Bullets are low risk, low cost, low distraction efforts that help test the validity of a new initiative. It’s trying something out, without investing a lot of time, energy, resources or risk. You fire a bullet and see what happens. Then you adjust your aim.

Cannonballs are higher risk, business defining ventures. Uncalibrated cannonballs are high risk gambles. Calibrated cannonballs are calculated risks taken after rigorous testing (firing lots of bullets).

Collins and Hansen aren’t saying that you shouldn’t fire cannonballs. In fact, they say that organizational greatness depends on these types of large scale initiatives. But the great organizations go about it a certain way.

If you fire a bullet first, you use less “gunpowder” and you can test your aim. Gunpowder is time (or distraction) and money. For the church I would note that gunpowder also includes political capital. And we only have so much gunpowder.

So you fire a bullet, see what happens. Adjust your aim, fire another. Adjust again. At some point you have enough information to really go for it (fire a cannonball) or to look for another target. Notice this is not machine gun fire. That’s neither rigorous nor calibrated and uses nearly as much gunpowder as a cannonball.

So, ready, fire, aim works much better with bullets than cannonballs.

In Ecclesiastes the metaphor is agricultural, not military.
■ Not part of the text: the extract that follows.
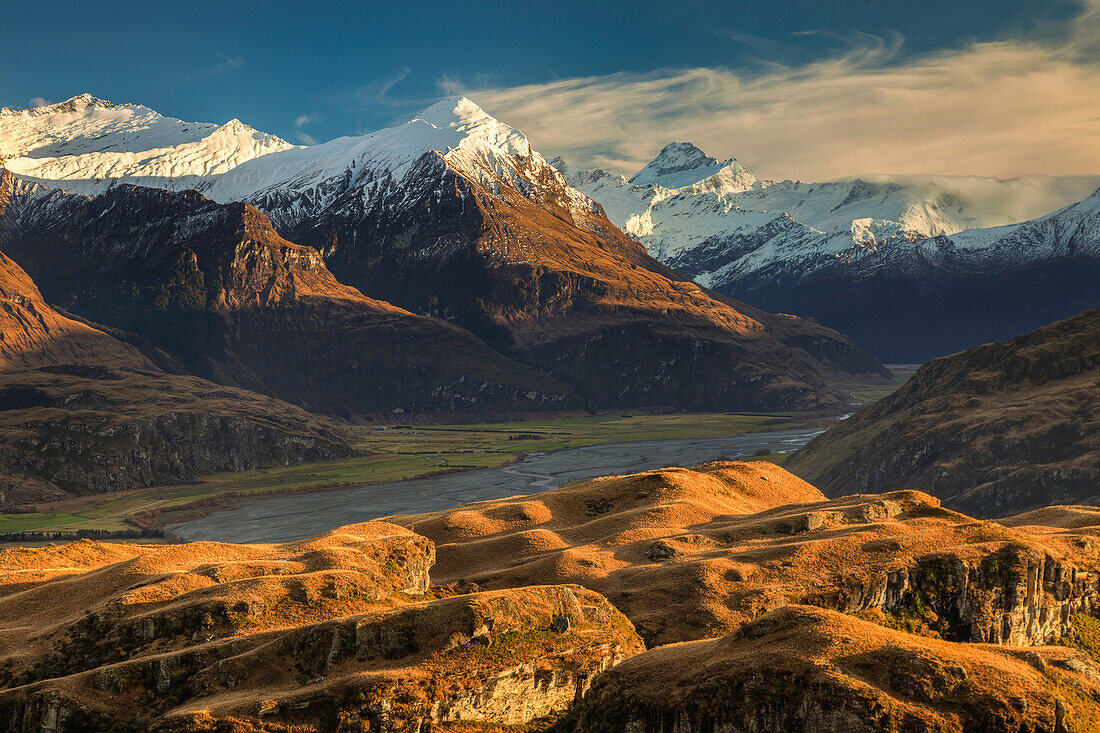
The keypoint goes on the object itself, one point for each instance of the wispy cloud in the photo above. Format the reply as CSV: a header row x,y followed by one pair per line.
x,y
301,121
1001,108
228,64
If you stand around observing the weather, waiting for the right time to plant, you’ll never do anything (vv3-4). You can spend a lot of time planning, but if you never act, nothing will happen. When you plant a crop, there are a lot of variables that determine the harvest: soil, weather, seed quality, weeds, etc. One thing is certain. If you don’t sow any seed, you won’t have any harvest.

So The Teacher tells us to diversify. Plant a variety of crops. Some may grow. Perhaps they will all grow. We don’t know. Using the bullet metaphor, conserving our gunpowder allows us to try more things…to diversify.

In the late 1990’s I was a pastor in Chesapeake City, MD. I had several people, including my daughter, approach me to say that we needed to start a youth center. It wasn’t my vision, but I’m no dummy. I could tell God was working on these folks.

We did three things that were low risk, low distraction and low cost:

• We formed a team to pray about it.
• We decided to go to the ecumenical association so that we could work with other local churches.
• We tried “something.”

That “something” was a Friday night coffee house in the Episcopal church fellowship hall. We did it once and it seemed well-received. So we did it again. And again. Each time we learned something.

We ultimately opened the Generation Station Youth Center, a ministry of the Chesapeake City Ecumenical Association, in the fall of 1999. The “Station’s” primary function is an after school program for at-risk kids. It has served hundreds of students over its 17 years.

All because we did “something.” God can use that. God rarely uses inaction.

Making a difference means we have to be willing to act. But doing it wisely is the difference between mediocre (or worse) and really making an impact. Try something. Test it out. Make an adjustment. Try it again. Make an adjustment or shut it down. You do this enough and you will see God do amazing things.

How is planning like standing around watching the weather?

What is the balance between planning and acting?

What little initiatives can you try, that could lead to something big?